Fin dal principio, quando è seduta, con la coscia che quasi si confonde col cuscino e suggerisce la carnalità.
(ride) Son contenta che si vedano i dettagli. Questa del cuscino mi tocca un sacco, cavolo! Alle volte fai le scelte perché segui un disegno preciso, e poi scopri che qualcuno nel pubblico se ne accorge.
Perché si chiama Piccola Compagnia della Magnolia?
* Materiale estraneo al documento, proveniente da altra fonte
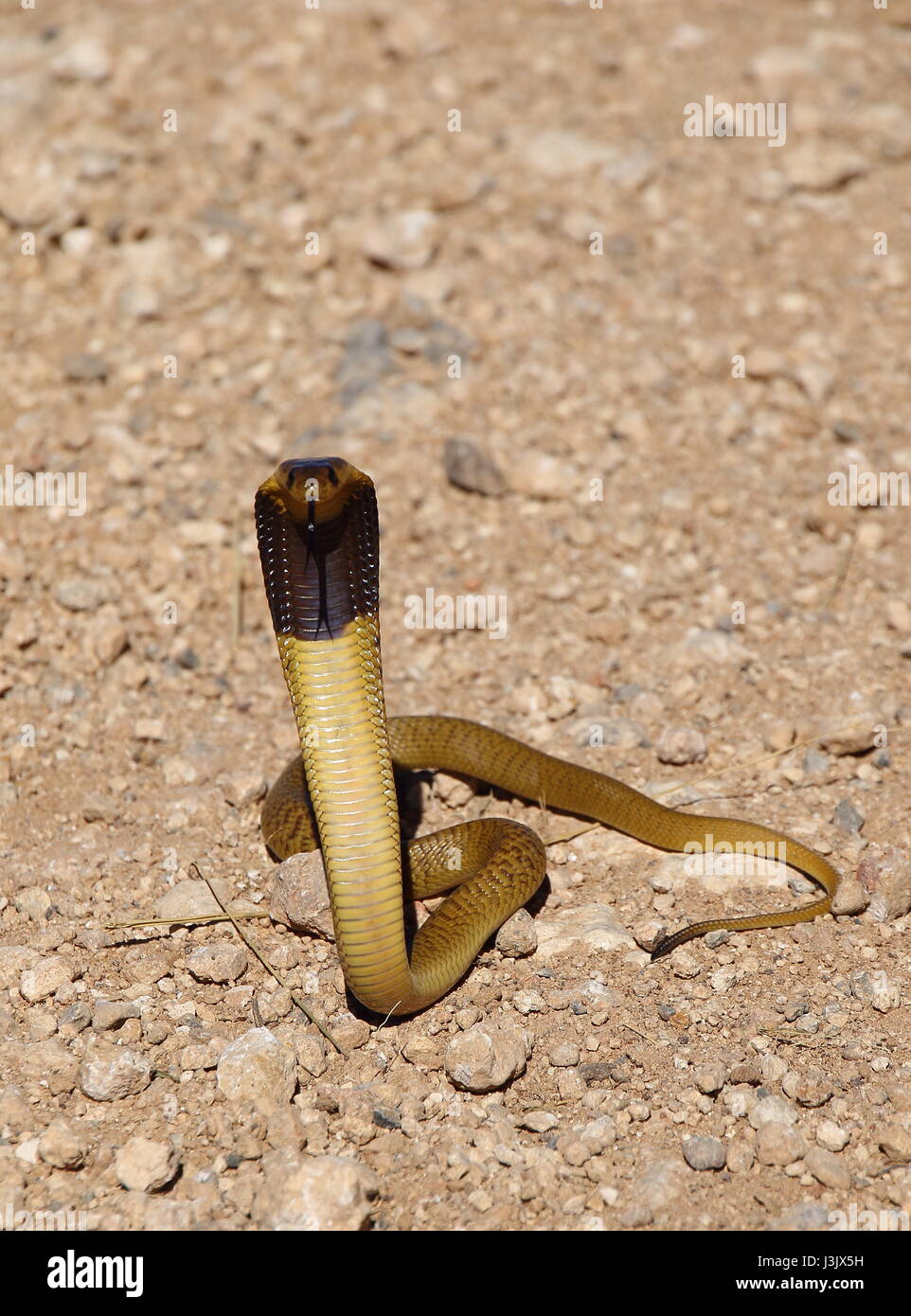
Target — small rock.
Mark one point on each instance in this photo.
(486, 1057)
(590, 925)
(47, 977)
(33, 901)
(112, 1013)
(711, 1078)
(63, 1145)
(257, 1067)
(403, 241)
(705, 1153)
(849, 898)
(243, 786)
(559, 152)
(770, 1110)
(80, 595)
(565, 1055)
(860, 732)
(470, 469)
(111, 1074)
(777, 1144)
(222, 962)
(810, 1087)
(189, 898)
(542, 475)
(884, 873)
(537, 1121)
(83, 366)
(651, 1193)
(832, 1136)
(84, 60)
(13, 961)
(805, 1218)
(827, 1167)
(299, 897)
(766, 364)
(314, 1194)
(848, 819)
(896, 1141)
(147, 1166)
(740, 1156)
(518, 935)
(681, 745)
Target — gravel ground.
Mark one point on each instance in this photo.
(458, 245)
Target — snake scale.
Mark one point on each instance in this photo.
(319, 545)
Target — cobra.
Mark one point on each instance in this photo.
(319, 545)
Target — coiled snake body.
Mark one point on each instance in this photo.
(317, 530)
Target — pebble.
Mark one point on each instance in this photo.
(47, 977)
(832, 1136)
(812, 1087)
(565, 1055)
(823, 166)
(299, 898)
(80, 595)
(772, 1110)
(590, 925)
(33, 901)
(243, 786)
(711, 1078)
(559, 152)
(542, 475)
(827, 1167)
(805, 1217)
(84, 367)
(403, 241)
(220, 962)
(740, 1156)
(859, 732)
(114, 1073)
(848, 819)
(63, 1145)
(13, 960)
(147, 1166)
(777, 1144)
(191, 898)
(488, 1057)
(704, 1153)
(651, 1193)
(468, 468)
(112, 1013)
(849, 898)
(257, 1067)
(84, 60)
(884, 874)
(313, 1194)
(537, 1121)
(366, 361)
(896, 1141)
(518, 937)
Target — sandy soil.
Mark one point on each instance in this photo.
(242, 232)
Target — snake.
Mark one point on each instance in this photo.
(317, 533)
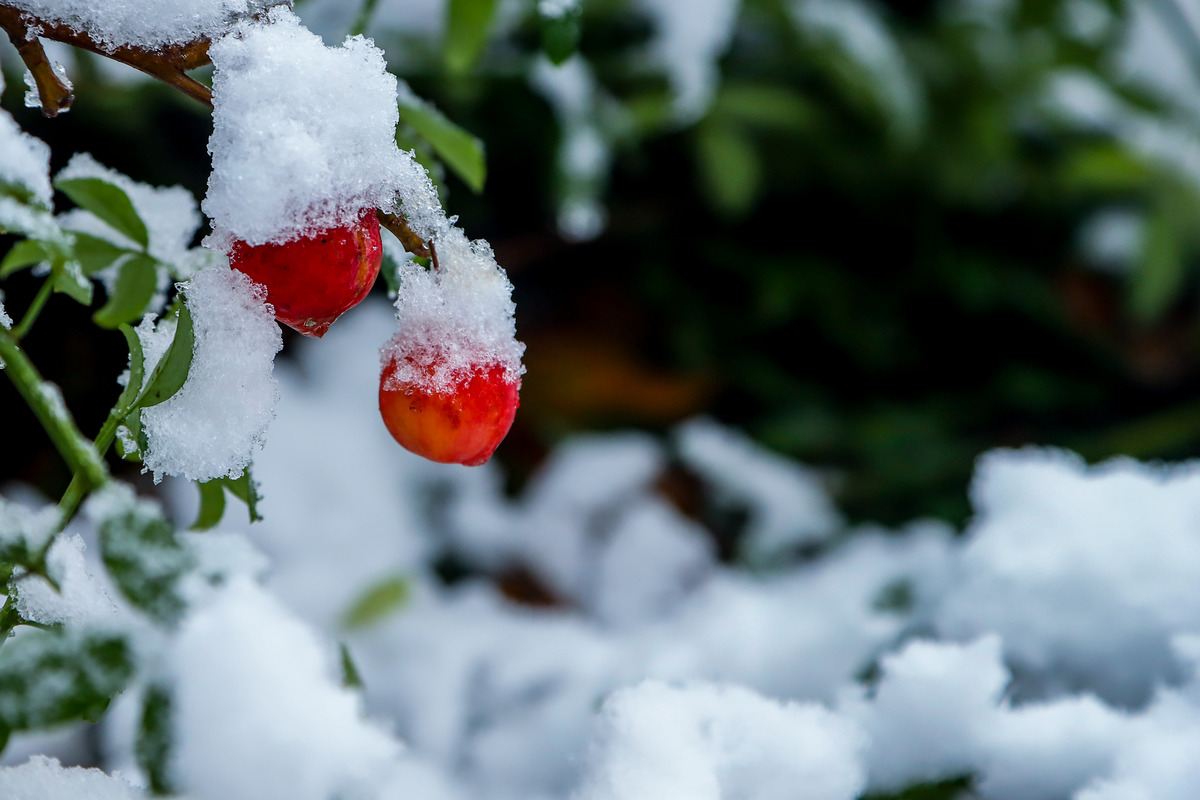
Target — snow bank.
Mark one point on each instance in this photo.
(46, 779)
(1085, 572)
(708, 743)
(299, 735)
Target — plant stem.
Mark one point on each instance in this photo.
(45, 401)
(35, 308)
(78, 487)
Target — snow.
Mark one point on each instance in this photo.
(27, 525)
(299, 734)
(707, 743)
(79, 600)
(46, 779)
(304, 134)
(928, 711)
(862, 35)
(454, 319)
(1095, 605)
(24, 164)
(689, 40)
(169, 212)
(149, 24)
(585, 152)
(216, 422)
(786, 501)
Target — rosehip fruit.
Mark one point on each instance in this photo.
(313, 280)
(462, 425)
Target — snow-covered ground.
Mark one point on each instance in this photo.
(1049, 650)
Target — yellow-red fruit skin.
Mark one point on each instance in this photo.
(313, 280)
(462, 426)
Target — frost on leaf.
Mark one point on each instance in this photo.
(141, 552)
(46, 779)
(214, 425)
(169, 214)
(79, 597)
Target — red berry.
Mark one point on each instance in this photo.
(462, 425)
(313, 280)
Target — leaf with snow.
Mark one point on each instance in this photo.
(48, 678)
(143, 555)
(107, 202)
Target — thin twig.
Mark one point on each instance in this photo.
(397, 224)
(54, 92)
(167, 64)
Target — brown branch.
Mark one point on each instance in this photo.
(55, 92)
(167, 64)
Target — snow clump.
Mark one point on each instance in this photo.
(304, 134)
(46, 779)
(1085, 571)
(213, 426)
(169, 212)
(150, 24)
(300, 735)
(707, 743)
Eravamo una banda di smandrappati, alla nascita di una compagnia si fa festa e quella sera eravamo tutti insieme, mezzi ubriachi: fra il bere il mangiare, il dire cavolate decidiamo il nome. Io tiro fuori la magnolia perché avevo letto in un libro di simbologia ermetica che la magnolia è un fiore che si rigenera sempre senza passare dallo stadio di deperimento. Non in botanica dove muore. Abbiamo voluto aggiungere piccola perché eravamo pochi, artigianali.
Fate vita di troupe?
Quando avevo quindici anni ho proprio iniziato a desiderare che il teatro diventasse la mia professione e non mi pensavo come attrice ma in un gruppo di lavoro. Adoro il mio mestiere, fare l’attrice e la regista, ma mi ricordo come fosse adesso che pensavo il gruppo e il viaggio i due elementi di felicità nella vita. Finito il liceo linguistico sono andata a studiare teatro alla Cartoucherie / Thèatre de l’Epèe de Bois a Parigi, dove il mio maestro Antonio Diaz-Floriàn mi ha fatto crescere in un clima di troupe. Facevamo tutto: l’amministrazione, le prove, andavamo in scena, il ristorante per gli spettatori, la pulizia delle cucine. Buttavamo la spazzatura. Corvée pranzo a rotazione. E nel bene e nel male ho portato questo nella Piccola Compagnia della Magnolia.
Ovvero?
Nel bene perché è una cosa in cui credo, nel male perché oggi in Italia, economicamente, è molto difficile seguire questa metodologia che richiede la presenza di tutti quanti nell’ensemble. Molto avvilente. E c’è anche un trend da notare. Da un po’ di anni gli attori sono interessati a essere free lance, più che sposare una causa a lungo termine, a passare da una cosa all’altra anche, spesso, con delle marchette. Non c’è giudizio, ma fare troppe marchette ti intossica un po’. Il sistema non protegge i suoi artisti, questo è sicuro. Le ultime decisioni ministeriali dimostrano che sempre di più si difende l’istituzione e non gli indipendenti perciò capisco anche che gli attori vadano a cercare lavoro per i vari teatri stabili. Noi lottiamo tanto, a prezzi altissimi. E non per chissà quali filosofie, ma proprio per una roba tecnica: è un lavoro che richiede talmente tempo e pazienza che se tu inizi a imbastardirlo perdendoti su cose basse e brutte…
Su Favola vorrei aggiungere che le musiche originali sono di Guglielmo Diana, giovanissimo e molto bravo. E Davide Giglio È un gioiello di attore, una presenza delicata, puntuale. Molto bella.